Les régulateurs américains font un pas décisif pour la régulation des dérivés
Les régulateurs américains ont franchi une étape importante pour une meilleure régulation des marchés dérivés. Hier, la Commodity Futures Trading Commission (CFTC) a approuvé la définition précise des «swaps», encadrés par le Dodd-Frank Act de 2010. Cette règle avait déjà été adoptée à l’unanimité par la Securities and Exchange Commission, qui régule une partie des credit default swaps (CDS), la semaine dernière.
L’approbation de cette définition ouvre la voie à l’application d’une douzaine d’autres règles, comme l’enregistrement et l’encadrement des swaps dealers. A partir du mois de septembre, les prix et les volumes des swaps de taux et des CDS échangés aux Etats-Unis devront être publiés en temps réel.
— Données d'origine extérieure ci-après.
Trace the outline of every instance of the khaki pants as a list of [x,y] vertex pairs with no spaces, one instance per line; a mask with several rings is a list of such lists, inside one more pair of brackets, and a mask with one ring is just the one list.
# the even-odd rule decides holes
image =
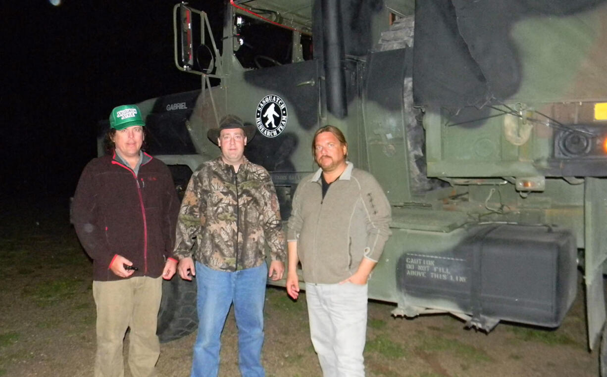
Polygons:
[[123,341],[128,327],[129,367],[133,377],[156,376],[160,355],[156,336],[162,278],[146,276],[93,281],[97,307],[95,377],[123,377]]

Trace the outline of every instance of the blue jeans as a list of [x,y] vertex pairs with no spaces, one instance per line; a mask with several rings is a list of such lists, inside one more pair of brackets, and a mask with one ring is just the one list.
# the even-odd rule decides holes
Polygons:
[[261,353],[267,279],[265,263],[229,272],[212,270],[196,262],[198,325],[194,345],[192,377],[217,376],[222,331],[232,302],[238,328],[240,373],[243,377],[265,375]]
[[367,285],[306,283],[310,333],[324,377],[363,377]]

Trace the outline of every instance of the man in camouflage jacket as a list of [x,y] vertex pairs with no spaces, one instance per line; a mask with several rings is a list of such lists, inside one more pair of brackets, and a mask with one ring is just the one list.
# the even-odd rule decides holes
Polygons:
[[[255,135],[236,116],[208,136],[222,151],[192,174],[177,222],[175,255],[183,279],[196,276],[198,330],[192,376],[217,376],[222,330],[232,303],[243,376],[263,376],[263,302],[268,277],[282,278],[285,235],[270,174],[244,156]],[[265,264],[267,243],[271,262]],[[194,264],[192,255],[195,257]],[[267,275],[266,275],[267,274]]]

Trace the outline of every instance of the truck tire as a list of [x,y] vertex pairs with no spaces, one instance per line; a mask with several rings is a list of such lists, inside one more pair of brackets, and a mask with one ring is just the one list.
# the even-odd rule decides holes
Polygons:
[[162,299],[158,313],[156,334],[161,343],[191,334],[198,328],[196,281],[183,280],[178,275],[162,282]]

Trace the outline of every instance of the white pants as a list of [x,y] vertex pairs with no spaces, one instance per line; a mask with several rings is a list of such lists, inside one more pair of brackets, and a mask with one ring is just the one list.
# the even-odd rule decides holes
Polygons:
[[324,377],[365,375],[367,285],[306,283],[310,332]]

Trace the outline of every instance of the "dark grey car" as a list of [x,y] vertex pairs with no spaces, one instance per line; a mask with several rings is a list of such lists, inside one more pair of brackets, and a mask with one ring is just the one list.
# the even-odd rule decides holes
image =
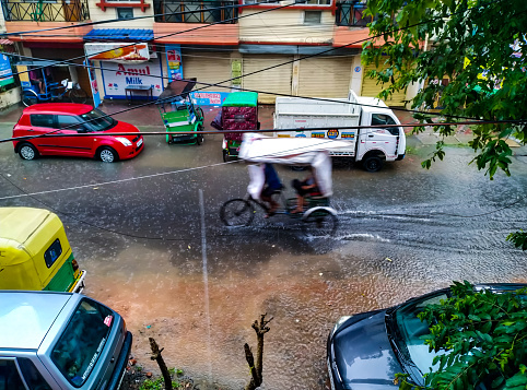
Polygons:
[[[527,284],[478,284],[475,289],[495,293],[516,291]],[[450,295],[448,288],[411,298],[388,309],[341,317],[328,338],[327,364],[333,390],[397,389],[395,375],[406,373],[424,385],[434,353],[420,339],[429,327],[417,314]]]
[[132,335],[116,311],[73,293],[0,291],[0,389],[120,387]]

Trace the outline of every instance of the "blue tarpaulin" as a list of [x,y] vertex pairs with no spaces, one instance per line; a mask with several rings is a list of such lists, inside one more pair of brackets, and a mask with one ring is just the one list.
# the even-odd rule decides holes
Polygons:
[[148,42],[154,38],[154,31],[147,28],[97,28],[84,35],[85,42]]

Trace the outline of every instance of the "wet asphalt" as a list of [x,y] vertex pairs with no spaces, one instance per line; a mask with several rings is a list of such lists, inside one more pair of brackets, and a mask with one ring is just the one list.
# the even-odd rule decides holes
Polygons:
[[[105,104],[108,114],[128,109]],[[215,109],[204,109],[210,127]],[[272,107],[260,108],[271,128]],[[20,109],[0,117],[11,135]],[[162,131],[153,107],[118,114],[143,131]],[[409,117],[401,114],[401,121]],[[515,147],[512,177],[489,180],[457,132],[446,157],[421,162],[437,135],[408,138],[403,161],[375,174],[333,162],[333,237],[311,239],[286,216],[256,215],[226,228],[220,206],[245,194],[242,163],[223,164],[221,137],[168,145],[147,135],[131,161],[22,161],[0,144],[0,206],[56,212],[87,272],[85,294],[119,311],[134,334],[138,364],[156,370],[149,336],[168,366],[221,389],[249,380],[243,345],[256,348],[250,324],[272,316],[266,334],[265,389],[326,389],[325,342],[340,316],[373,310],[452,281],[527,282],[526,253],[505,241],[525,228],[526,153]],[[302,173],[279,168],[289,185]],[[290,187],[290,186],[288,186]],[[288,193],[293,191],[288,188]],[[286,383],[286,385],[284,385]],[[203,389],[203,387],[202,387]]]

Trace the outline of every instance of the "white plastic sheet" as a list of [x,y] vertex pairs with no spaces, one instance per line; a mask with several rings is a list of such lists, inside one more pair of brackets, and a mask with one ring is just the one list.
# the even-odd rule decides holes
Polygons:
[[[349,146],[346,141],[315,138],[271,138],[245,133],[238,157],[249,163],[309,165],[324,197],[332,192],[331,158],[328,150]],[[247,191],[260,198],[265,185],[264,165],[249,165],[250,184]]]

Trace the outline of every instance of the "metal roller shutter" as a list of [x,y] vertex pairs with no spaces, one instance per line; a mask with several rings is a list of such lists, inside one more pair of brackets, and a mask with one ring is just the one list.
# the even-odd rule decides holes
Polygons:
[[319,57],[300,61],[298,95],[348,97],[353,57]]
[[195,90],[230,92],[231,81],[222,83],[227,87],[209,86],[199,84],[216,84],[231,80],[231,55],[229,52],[183,50],[183,76],[185,79],[196,78],[198,84]]
[[[362,96],[377,96],[377,94],[380,91],[383,91],[385,87],[388,86],[388,84],[380,84],[380,83],[377,84],[377,80],[370,79],[366,75],[366,72],[370,71],[370,70],[374,70],[374,69],[380,70],[380,69],[386,69],[386,68],[387,68],[387,66],[385,66],[385,64],[379,66],[379,68],[375,68],[374,63],[371,63],[367,67],[365,67],[364,73],[363,73],[364,76],[363,76],[363,80],[362,80],[362,92],[361,92]],[[391,95],[391,97],[388,101],[386,101],[385,103],[388,106],[403,107],[405,106],[405,103],[403,103],[405,98],[406,98],[405,91],[399,91],[399,92],[395,93],[394,95]]]
[[[258,72],[244,76],[244,88],[258,92],[258,103],[274,104],[276,95],[260,93],[260,91],[291,95],[291,78],[293,72],[293,56],[245,55],[243,61],[243,74]],[[274,67],[284,62],[281,67],[259,72],[262,69]]]

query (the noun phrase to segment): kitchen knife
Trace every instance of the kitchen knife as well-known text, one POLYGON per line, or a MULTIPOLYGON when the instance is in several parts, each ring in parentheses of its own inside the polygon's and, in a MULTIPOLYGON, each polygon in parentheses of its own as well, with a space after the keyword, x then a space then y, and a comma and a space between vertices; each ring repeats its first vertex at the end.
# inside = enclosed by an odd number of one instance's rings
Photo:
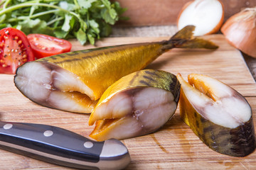
POLYGON ((90 140, 55 126, 0 122, 0 148, 52 164, 85 169, 122 169, 130 162, 119 140, 90 140))

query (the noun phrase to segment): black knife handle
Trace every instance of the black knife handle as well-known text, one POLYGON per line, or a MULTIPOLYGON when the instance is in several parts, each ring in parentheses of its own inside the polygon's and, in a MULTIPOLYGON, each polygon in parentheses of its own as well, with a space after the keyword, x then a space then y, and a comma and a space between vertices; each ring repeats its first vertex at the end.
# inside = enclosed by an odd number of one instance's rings
POLYGON ((55 126, 0 122, 0 148, 52 164, 86 169, 121 169, 130 162, 119 140, 90 140, 55 126))

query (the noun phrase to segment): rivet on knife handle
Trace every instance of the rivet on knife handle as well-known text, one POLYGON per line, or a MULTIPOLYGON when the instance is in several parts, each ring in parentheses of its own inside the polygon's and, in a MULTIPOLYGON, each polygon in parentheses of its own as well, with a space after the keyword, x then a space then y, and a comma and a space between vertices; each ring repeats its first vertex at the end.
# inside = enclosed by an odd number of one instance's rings
POLYGON ((0 122, 0 148, 53 164, 86 169, 122 169, 130 162, 119 140, 90 140, 55 126, 0 122))

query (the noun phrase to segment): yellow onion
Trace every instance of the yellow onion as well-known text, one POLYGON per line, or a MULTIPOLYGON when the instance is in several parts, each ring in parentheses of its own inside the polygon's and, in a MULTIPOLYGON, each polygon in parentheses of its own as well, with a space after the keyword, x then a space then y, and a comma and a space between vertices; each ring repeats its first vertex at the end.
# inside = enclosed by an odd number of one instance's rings
POLYGON ((233 15, 220 30, 232 45, 256 57, 256 7, 245 8, 233 15))

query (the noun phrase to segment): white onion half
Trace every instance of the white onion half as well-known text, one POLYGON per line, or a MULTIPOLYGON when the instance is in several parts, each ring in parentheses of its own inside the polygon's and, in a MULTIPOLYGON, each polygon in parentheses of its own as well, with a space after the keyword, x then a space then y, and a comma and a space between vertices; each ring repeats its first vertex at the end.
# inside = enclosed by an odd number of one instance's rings
POLYGON ((178 29, 196 26, 195 36, 217 33, 224 21, 223 5, 219 0, 194 0, 182 8, 177 20, 178 29))

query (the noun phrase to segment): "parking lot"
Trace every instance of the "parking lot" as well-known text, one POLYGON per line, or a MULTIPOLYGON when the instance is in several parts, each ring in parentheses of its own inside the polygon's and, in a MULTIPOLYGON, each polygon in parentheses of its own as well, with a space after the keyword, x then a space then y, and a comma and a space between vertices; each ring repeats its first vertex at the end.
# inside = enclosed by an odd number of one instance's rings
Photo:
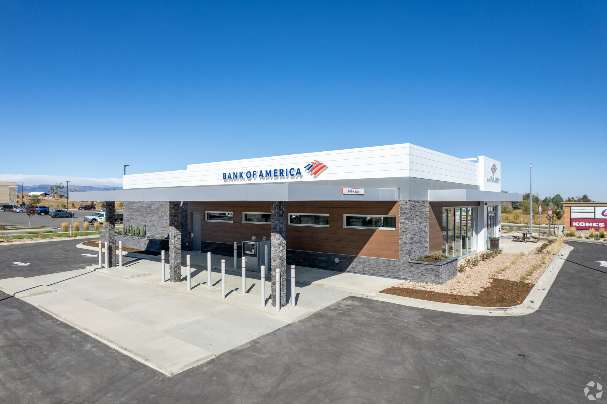
MULTIPOLYGON (((586 402, 586 383, 602 383, 607 375, 607 271, 594 262, 606 260, 607 247, 571 244, 575 249, 531 314, 466 315, 350 297, 172 377, 3 295, 0 398, 10 403, 586 402)), ((10 260, 23 261, 25 254, 15 250, 10 260)), ((50 257, 54 263, 46 268, 60 268, 60 260, 50 257)))
MULTIPOLYGON (((41 206, 45 206, 41 204, 41 206)), ((53 218, 47 215, 34 215, 28 222, 27 215, 24 213, 15 213, 14 212, 2 212, 0 211, 0 225, 4 225, 6 227, 18 226, 28 227, 29 223, 30 227, 38 227, 44 226, 49 227, 56 227, 61 228, 61 223, 64 221, 78 221, 80 223, 80 229, 83 229, 84 224, 84 217, 89 216, 98 210, 78 210, 78 209, 69 209, 70 213, 72 214, 73 217, 71 218, 67 217, 53 218)), ((117 210, 116 213, 121 214, 122 210, 117 210)), ((92 227, 91 227, 92 228, 92 227)), ((18 233, 23 232, 18 232, 18 233)), ((13 233, 11 233, 12 234, 13 233)))

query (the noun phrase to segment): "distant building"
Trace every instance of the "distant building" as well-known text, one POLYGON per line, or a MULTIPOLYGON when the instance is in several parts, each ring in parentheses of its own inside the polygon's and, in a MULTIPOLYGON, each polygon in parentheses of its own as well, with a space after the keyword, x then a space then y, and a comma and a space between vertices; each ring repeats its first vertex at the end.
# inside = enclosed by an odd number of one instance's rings
POLYGON ((0 205, 17 204, 17 183, 0 181, 0 205))

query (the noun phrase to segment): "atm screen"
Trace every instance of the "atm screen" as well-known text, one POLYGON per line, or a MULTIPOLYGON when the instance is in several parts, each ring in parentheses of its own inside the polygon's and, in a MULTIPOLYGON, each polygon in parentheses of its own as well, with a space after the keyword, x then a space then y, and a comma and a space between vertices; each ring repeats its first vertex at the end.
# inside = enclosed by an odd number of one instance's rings
POLYGON ((245 246, 245 254, 249 254, 251 255, 255 255, 255 243, 243 243, 245 246))

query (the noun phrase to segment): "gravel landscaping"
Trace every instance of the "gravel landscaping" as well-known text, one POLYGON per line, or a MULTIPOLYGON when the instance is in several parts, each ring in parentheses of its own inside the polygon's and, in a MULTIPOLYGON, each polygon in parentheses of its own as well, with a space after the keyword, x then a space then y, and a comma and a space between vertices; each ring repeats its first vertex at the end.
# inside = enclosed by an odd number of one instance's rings
MULTIPOLYGON (((553 241, 539 246, 526 254, 502 253, 484 261, 479 257, 487 252, 478 252, 461 260, 458 263, 457 275, 443 284, 406 281, 394 288, 426 291, 434 292, 434 295, 439 293, 472 297, 490 286, 496 278, 534 284, 550 264, 555 254, 562 247, 563 240, 559 239, 556 242, 553 241), (473 263, 477 264, 473 265, 473 263)), ((382 292, 405 295, 402 292, 393 293, 390 291, 390 289, 387 289, 382 292)), ((410 294, 407 295, 409 294, 410 294)), ((418 296, 415 297, 422 298, 418 296)), ((463 302, 461 304, 466 303, 463 302)))

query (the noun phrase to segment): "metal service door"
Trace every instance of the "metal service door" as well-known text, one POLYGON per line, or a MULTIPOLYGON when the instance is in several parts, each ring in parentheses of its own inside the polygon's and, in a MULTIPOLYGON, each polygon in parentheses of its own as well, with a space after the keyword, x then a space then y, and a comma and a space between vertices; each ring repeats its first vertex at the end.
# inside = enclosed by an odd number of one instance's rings
POLYGON ((192 213, 192 251, 200 251, 200 213, 192 213))

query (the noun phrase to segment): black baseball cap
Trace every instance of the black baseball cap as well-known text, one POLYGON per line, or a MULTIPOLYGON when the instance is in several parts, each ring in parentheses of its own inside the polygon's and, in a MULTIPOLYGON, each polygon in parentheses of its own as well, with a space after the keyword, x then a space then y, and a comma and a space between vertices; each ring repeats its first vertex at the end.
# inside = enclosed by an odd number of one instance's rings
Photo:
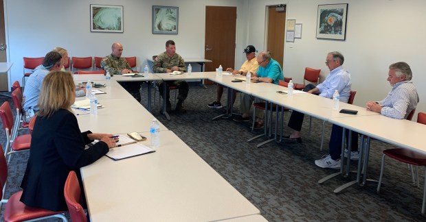
POLYGON ((256 48, 251 45, 248 45, 247 48, 244 49, 243 53, 249 53, 256 51, 256 48))

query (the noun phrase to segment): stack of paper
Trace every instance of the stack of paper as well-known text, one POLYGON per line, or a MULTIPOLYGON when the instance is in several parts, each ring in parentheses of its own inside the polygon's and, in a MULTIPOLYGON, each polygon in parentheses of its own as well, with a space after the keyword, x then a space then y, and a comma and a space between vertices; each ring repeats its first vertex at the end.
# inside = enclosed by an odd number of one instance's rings
POLYGON ((181 75, 181 74, 183 74, 183 73, 182 73, 181 71, 172 71, 172 73, 168 73, 168 74, 170 74, 170 75, 181 75))

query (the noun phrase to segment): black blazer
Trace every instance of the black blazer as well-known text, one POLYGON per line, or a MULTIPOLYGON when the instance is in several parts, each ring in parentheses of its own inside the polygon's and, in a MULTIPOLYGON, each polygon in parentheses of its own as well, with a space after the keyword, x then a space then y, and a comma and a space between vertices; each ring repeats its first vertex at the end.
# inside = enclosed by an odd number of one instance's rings
POLYGON ((80 131, 76 116, 67 110, 59 110, 49 118, 37 117, 21 184, 22 202, 53 211, 68 210, 64 185, 69 171, 76 171, 82 190, 80 168, 109 151, 106 143, 101 141, 85 149, 85 145, 92 142, 87 138, 89 133, 80 131))

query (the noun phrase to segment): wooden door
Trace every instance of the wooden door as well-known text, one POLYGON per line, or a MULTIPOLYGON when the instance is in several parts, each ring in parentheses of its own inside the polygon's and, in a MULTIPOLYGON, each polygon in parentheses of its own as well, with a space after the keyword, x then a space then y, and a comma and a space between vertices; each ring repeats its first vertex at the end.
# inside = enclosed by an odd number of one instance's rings
MULTIPOLYGON (((6 62, 6 37, 4 28, 4 8, 3 1, 0 1, 0 62, 6 62)), ((0 73, 0 91, 9 90, 9 81, 8 73, 0 73)))
POLYGON ((214 71, 219 65, 223 70, 235 64, 236 7, 205 6, 205 71, 214 71))
MULTIPOLYGON (((272 58, 282 67, 284 61, 284 35, 285 34, 285 10, 276 10, 276 6, 268 7, 267 51, 272 58)), ((284 7, 285 8, 285 7, 284 7)))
La définition des swaps est aussi déterminante à la mise en œuvre de limites de position pour les swaps de matières premières.
«Je redoute que la majorité des opérateurs de marché ne soit pas préparée à appliquer la cascade d’exigences qui va s’abattre sur elle», a d’ailleurs mis en garde un membre de la Commission, Scott O’Malia.
Après avoir épluché plus de 140 commentaires soumis par les professionnels et rédigé quelque 600 pages de définitions, les régulateurs ont décidé que les options seraient incluses dans le champ des «swaps». En revanche, des contrats forwards et des produits d’assurance en seront exclus. Ces définitions seront considérées avec intérêt en Europe. Les législateurs qui sont également en train d’encadrer les marchés dérivés avec les textes MIF et Emir, se disent sans arrêt soucieux d’éviter les problèmes d’extra-territorialité et d’arbitrages réglementaires.
«Après ce jour, les règles fondant la supervision du marché des swaps auront été écrites. Les prochaines réformes majeures à étudier sont celles qui prévoient que les swaps entre des sociétés financières devront être compensés», a expliqué Gary Gensler, le président de la CFTC.
D’ores et déjà, le régulateur américain a rédigé une règle qui exempte de l’obligation de compensation, les «utilisateurs finaux» c’est-à-dire les contreparties non financières qui peuvent prouver qu’elles utilisent des swaps pour couvrir un risque commercial. Cela pourrait représenter 30.000 entités. Les petites institutions financières, qui ont moins de 10 millions de dollars d’actifs devraient aussi être exemptées. Le Trésor pourrait exiger la même chose pour les swaps de change.